Feel free to skip this section if you don't really care about backstories. I just figured it makes sense to recap how and why one might start having an interest in declarative distros before tackling the main topic.
I've been a Linux-only user for about ten years now and, like many others, I too embarked on the arduous journey of distro-hopping. I started with Mint and when that felt too slow, I switched to Ubuntu. When Ubuntu felt too handholdy, I switched to Arch, which proved to be my main driver for well over five or so years. And when I couldn't resist the Siren's call, I moved on to Gentoo, thinking surely "harder is better". Which resulted in severe burnout in a few months, so I capitulated and switched to Fedora, which was very stable and honestly an all around excellent system. But once more, my interest was piqued, and (before today's adventure) I finally switched to NixOS.
I've always had a passing interest towards Nix ever since I've first heard about it, but until fairly recently, I always dismissed it as a tool for DevOps guys. The syntax was weird, the need for reproducible environments seemingly irrelevant, and stuff like the oft-recommended Nix Pills seemed anything but newbie-friendly.
So then why would someone like me, who's so adamant about not needing Nix eventually choose to go all-in? I guess it was at first less about Nix being better and just the rest being worse.
Of the two big reasons for the switch, one was that I realized that having per-directory environments for your projects is actually a very handy thing to do when you like to toy around with many technologies. I used to generate my other blog using Jekyll and, no matter which distro I used, it was always a pain in the neck to have a good Ruby environment set up. bundler install didn't really want to work without privileges and I wasn't really a fan of unleashing sudo on it, but usually that was the only way I could get things to work.
With Nix, however, it was a matter of just describing a few packages in a shell and boom, Ruby in one folder, no Ruby (and thus no mess) everywhere else. I was hooked! I started adding shell.nix files to all my little projects, hell, I started planning projects by first adding a shell.nix with all the dependencies I would reasonably need.
The other reason, which ultimately cemented that I need to commit, was that I was getting tired of my installed packages slowly drifting out of control. Sure, every package manager has some method of listing what's installed, but these are usually cumbersome and completely ephemeral (in the sense that any listing becomes invalid the moment you change anything).

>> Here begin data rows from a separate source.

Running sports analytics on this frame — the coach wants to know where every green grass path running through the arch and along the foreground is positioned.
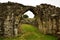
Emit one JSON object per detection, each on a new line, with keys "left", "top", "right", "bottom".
{"left": 0, "top": 24, "right": 57, "bottom": 40}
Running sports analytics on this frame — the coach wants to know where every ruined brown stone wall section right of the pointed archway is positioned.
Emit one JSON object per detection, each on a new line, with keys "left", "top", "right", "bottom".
{"left": 36, "top": 4, "right": 60, "bottom": 35}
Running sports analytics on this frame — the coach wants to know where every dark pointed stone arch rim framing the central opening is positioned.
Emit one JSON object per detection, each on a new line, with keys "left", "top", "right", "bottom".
{"left": 18, "top": 7, "right": 38, "bottom": 32}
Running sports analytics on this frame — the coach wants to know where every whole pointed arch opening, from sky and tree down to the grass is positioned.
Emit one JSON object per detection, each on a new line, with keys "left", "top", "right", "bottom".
{"left": 20, "top": 10, "right": 37, "bottom": 37}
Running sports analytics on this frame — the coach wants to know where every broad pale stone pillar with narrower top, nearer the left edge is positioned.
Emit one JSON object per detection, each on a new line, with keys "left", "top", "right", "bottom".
{"left": 4, "top": 15, "right": 13, "bottom": 37}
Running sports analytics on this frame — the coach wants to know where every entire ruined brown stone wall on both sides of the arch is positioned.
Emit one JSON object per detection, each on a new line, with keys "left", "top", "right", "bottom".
{"left": 0, "top": 2, "right": 60, "bottom": 37}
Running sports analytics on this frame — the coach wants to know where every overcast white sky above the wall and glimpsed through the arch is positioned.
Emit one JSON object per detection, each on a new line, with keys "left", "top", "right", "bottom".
{"left": 0, "top": 0, "right": 60, "bottom": 17}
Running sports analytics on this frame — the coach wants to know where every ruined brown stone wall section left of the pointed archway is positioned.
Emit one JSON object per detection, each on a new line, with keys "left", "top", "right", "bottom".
{"left": 0, "top": 2, "right": 31, "bottom": 37}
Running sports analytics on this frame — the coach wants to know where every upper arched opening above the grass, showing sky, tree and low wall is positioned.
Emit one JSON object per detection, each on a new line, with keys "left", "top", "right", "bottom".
{"left": 21, "top": 10, "right": 35, "bottom": 25}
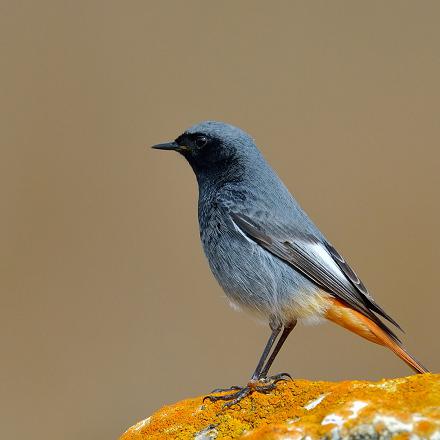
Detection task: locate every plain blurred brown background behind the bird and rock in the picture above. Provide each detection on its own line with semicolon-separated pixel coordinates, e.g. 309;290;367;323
0;0;440;440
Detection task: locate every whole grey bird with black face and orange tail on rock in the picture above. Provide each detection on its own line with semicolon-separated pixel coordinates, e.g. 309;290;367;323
152;121;429;407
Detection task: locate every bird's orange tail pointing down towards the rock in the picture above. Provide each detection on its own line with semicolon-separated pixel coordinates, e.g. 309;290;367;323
325;298;429;373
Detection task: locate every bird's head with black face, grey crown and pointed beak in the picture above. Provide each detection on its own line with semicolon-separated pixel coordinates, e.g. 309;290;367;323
153;121;259;177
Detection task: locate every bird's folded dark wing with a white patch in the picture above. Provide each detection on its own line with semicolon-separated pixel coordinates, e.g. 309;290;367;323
230;211;400;342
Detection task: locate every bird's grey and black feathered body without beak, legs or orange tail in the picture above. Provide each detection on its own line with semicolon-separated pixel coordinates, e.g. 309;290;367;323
177;121;395;334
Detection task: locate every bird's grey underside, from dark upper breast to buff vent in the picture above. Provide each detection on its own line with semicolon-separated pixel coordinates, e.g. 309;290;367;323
199;198;324;321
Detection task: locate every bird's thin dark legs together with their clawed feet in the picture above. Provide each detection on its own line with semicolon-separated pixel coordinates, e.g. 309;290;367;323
203;321;296;407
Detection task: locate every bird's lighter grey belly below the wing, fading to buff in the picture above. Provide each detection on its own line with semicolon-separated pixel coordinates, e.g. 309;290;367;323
202;230;329;322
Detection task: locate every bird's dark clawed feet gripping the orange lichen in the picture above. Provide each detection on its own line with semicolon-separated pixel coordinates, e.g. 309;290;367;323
203;373;292;408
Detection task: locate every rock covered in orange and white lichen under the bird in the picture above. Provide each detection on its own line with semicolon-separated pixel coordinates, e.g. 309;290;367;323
120;374;440;440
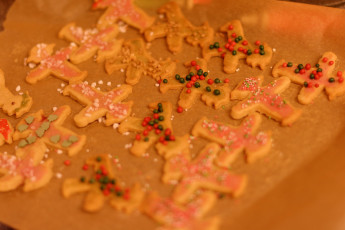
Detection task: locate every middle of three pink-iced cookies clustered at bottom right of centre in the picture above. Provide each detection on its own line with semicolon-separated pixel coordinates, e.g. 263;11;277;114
163;143;247;203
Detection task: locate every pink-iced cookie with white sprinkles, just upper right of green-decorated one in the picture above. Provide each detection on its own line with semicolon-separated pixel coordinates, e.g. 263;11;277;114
63;82;133;127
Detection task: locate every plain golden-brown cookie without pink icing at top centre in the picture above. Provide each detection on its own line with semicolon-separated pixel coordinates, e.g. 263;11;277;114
145;2;214;53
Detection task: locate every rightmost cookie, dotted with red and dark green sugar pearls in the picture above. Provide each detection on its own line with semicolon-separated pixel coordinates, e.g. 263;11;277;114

With NixOS, the equation is flipped on its head: No longer did I query the system to tell me what's installed and what's not, it was now the system that worked based on files that I edit. The difference sounds small on paper, but for me it was an extremely liberating feeling to know that I could edit my system configuration in a versionable, explicit, and centralized way.
But NixOS isn't the only declarative distro out there. In fact GNU forked Nix fairly early and made their own spin called Guix, whose big innovation is that, instead of using the unwieldy Nix-language, it uses Scheme. Specifically Guile Scheme, GNU's sanctioned configuration language. I've been following Guix for a bit, but it never felt quite ready to me with stuff like KDE being only barely supported and a lot of hardware not working out of the box.
However, now that (after three years) Guix announced its 1.5.0 release with a lot of stuff stabilized and KDE finally a first-party citizen, I figured now is the best time to give it a fresh shot. This post captures my experiences from installation to the first 3-4 days.